Longtime NBA forward Paul Pierce, who’s being paid a handsome $5.3 million this year, is making waves with his recent comment that he hopes his infant son does not follow in his footsteps and instead plays major league baseball.
“They’ve got a better union,” Pierce told NBA.com.
Perhaps we’re getting a glimpse into why basketball-great-turned-marketer extraordinaire Shaquille O’Neal in 2001 branded Pierce with a nickname that never went away: “The Truth.”
The Major League Baseball Players Associationis a better union – at least in terms of its members’ wallets; players’ earnings are limited primary by market forces rather than the artificial salary caps prevalent in most other pro sports.
And what’s happening in the wide, wide world of sports finds a comparison in the shrinking, shriveling world of private-sector unions.
The International Brotherhood (don’t female members dislike this?) of Teamsters are engaged in a full-court press to unionize thousands of employees in FedEx’s highly successful freight division. Those workers deserve information about the union bosses who covet gaining access to the millions of their dollars in the form of dues such a coup would produce.
In the spirit of Paul Pierce, here is The Truth:
- Some of the Teamsters bosses’ seriously questionable calls raise reasonable doubt about their ability to make sound decisions on their members’ behalf.
UPS, Louisville’s largest employer, in a memo last year informed 15,000 employees it was dropping their spouses’ health-care coverage due to rising medical costs and the price tag of Obamacare.

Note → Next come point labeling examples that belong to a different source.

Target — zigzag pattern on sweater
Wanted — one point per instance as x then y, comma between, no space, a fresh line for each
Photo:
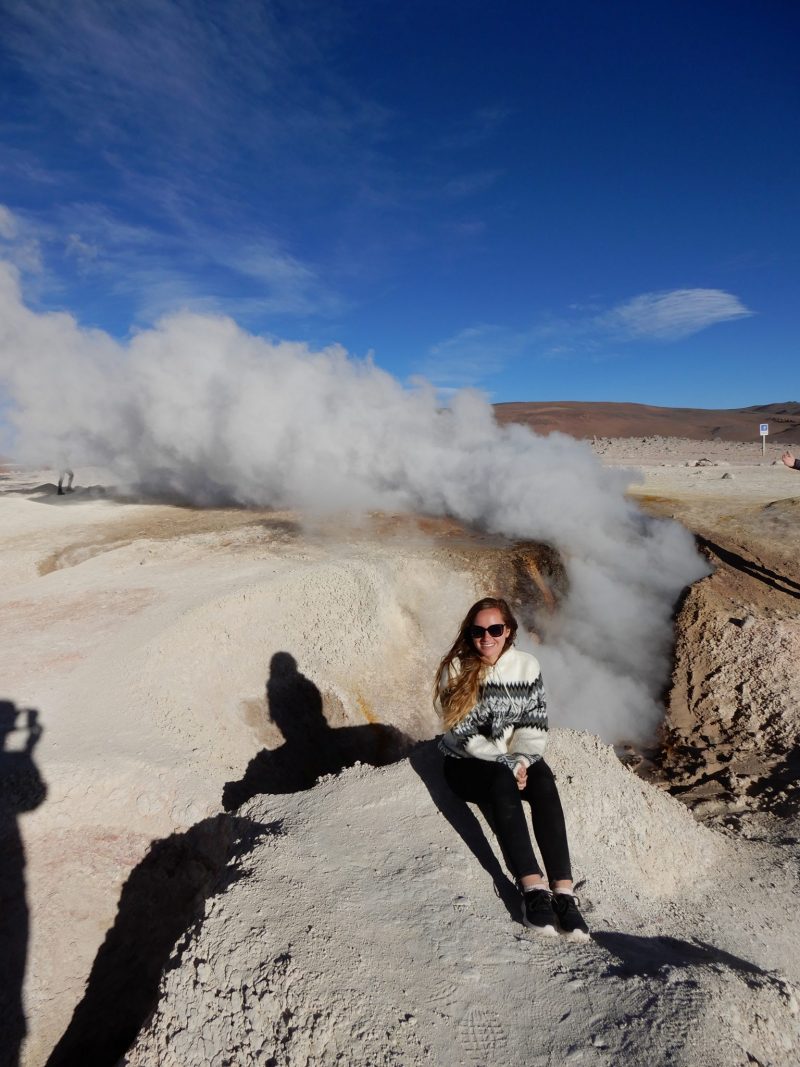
502,705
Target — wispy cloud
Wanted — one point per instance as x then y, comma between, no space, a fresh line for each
477,353
473,355
157,272
672,315
470,185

FedEx Freight employees might want to consider how the Teamsters’ leadership flipped, flopped and then flip-flopped on Obamacare before finally applauding it – but only after the policy’s namesake doled out a corrupt loophole in the form of a health-insurance tax exemption behind closed doors at the White House.

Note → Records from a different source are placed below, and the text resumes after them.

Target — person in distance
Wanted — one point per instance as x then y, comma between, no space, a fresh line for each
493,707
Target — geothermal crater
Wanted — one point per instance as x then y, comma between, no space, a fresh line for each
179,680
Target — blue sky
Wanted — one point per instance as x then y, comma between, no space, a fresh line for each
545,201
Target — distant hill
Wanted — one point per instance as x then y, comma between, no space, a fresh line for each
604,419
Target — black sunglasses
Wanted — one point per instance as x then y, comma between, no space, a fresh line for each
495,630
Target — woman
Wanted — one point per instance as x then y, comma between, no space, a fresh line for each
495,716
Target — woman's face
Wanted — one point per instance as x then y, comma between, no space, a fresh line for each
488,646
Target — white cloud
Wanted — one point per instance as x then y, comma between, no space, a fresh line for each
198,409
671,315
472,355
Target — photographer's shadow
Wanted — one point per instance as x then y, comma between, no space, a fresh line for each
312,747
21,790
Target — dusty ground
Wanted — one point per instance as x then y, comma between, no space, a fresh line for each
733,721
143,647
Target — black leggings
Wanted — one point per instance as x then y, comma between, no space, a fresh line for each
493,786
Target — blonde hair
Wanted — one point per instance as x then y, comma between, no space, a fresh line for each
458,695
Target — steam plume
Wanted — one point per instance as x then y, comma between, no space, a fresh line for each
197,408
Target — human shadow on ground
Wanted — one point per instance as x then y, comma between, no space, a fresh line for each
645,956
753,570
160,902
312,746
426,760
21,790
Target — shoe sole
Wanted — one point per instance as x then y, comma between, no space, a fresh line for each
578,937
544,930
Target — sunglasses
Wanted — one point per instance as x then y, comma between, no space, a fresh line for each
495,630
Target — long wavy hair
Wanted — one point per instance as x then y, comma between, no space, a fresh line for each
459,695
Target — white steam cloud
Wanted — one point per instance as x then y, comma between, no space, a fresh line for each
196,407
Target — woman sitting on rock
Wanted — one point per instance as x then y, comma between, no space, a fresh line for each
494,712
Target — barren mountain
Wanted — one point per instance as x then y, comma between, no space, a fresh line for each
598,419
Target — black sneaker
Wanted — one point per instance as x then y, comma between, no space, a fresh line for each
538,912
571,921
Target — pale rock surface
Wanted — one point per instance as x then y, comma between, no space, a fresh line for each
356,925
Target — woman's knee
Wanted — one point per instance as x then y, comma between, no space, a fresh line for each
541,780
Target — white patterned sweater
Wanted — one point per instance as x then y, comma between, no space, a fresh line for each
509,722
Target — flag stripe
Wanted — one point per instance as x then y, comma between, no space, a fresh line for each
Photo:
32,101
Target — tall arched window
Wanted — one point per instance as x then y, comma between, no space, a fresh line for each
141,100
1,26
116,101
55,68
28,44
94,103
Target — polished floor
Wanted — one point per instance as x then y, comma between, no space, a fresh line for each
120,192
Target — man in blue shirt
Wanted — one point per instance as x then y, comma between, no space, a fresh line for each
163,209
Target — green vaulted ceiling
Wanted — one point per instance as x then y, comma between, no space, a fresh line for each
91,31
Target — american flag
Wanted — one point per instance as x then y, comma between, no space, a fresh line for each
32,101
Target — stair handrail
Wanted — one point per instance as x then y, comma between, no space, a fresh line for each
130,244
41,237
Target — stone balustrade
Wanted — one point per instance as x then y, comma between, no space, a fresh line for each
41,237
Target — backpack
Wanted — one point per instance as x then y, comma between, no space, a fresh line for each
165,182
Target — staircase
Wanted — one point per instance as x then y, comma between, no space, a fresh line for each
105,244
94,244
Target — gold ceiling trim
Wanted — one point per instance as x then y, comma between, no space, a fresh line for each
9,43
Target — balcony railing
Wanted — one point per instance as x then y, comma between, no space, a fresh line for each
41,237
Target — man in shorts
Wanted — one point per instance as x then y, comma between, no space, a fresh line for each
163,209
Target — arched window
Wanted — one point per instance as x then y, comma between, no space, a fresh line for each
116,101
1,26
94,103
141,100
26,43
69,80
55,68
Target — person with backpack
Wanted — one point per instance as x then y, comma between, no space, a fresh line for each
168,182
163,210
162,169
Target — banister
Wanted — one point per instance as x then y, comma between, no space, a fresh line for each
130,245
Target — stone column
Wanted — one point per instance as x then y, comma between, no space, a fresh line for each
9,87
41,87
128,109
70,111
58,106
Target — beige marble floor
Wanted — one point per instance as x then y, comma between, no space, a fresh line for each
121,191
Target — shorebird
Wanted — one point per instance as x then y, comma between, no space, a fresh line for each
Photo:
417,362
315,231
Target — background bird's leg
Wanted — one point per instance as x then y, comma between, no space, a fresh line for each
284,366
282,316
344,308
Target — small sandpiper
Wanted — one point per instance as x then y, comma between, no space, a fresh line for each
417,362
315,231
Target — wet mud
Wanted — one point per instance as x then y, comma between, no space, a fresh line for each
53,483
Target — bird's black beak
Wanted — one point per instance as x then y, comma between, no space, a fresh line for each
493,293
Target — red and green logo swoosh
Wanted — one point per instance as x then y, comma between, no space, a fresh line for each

The misnamed Affordable Care Act has cost lots of people associated with FedEx’s competitors their health coverage, forced middle-class Americans to bear the burden while Teamsters chief James Hoffa and his pals enjoy a respite from the madness of Obamacare’s mandates.
If I’m a FedEx Freight worker, I’m going to think long and hard about whether I want to pay dues that the Teamsters demand be 2.5 times my hourly wage rate to leaders who exercise such poor judgment.
- This year alone, seriously corrupt and criminal activity involving too many of those leaders – including some right here in the Bluegrass State – has been exposed.
Jerry Vincent was indicted in July on charges he embezzled more than $17,000, arranged for nearly $24,000 in illegal loans for himself and committed 13 criminal violations related to union records while president of Louisville’s Local 783 from 2006 to 2011.
- Another relevant question for those facing membership decisions involving the Brotherhood: Do I really want to pay dues to a union that’s been under federal court supervision for 25 years as part of a settlement related to racketeering charges?
Am I really inspired to pay my hard-earned money to a union that has had more than 600 of its officials successfully charged by the Independent Review Board?
- Do I really want to pay my hard-earned money to Teamsters officials who, according to the organization’s Form LM-2 Annual Report, spent $60 million in 2010 just on “political activities and lobbying,” “union administration” and “general overhead?”
The truth is, membership in private-sector unions has dropped to the point where only 7 percent and 9 percent of the workforce in this country and commonwealth, respectively, still think it’s worth those hefty dues.
The rest have determined that labor unions served valuable purposes in the past, but now it’s time to work together with employers to keep the FedEx’s of the world strong and profitable, grow more companies like them – and make sure they all come to Kentucky.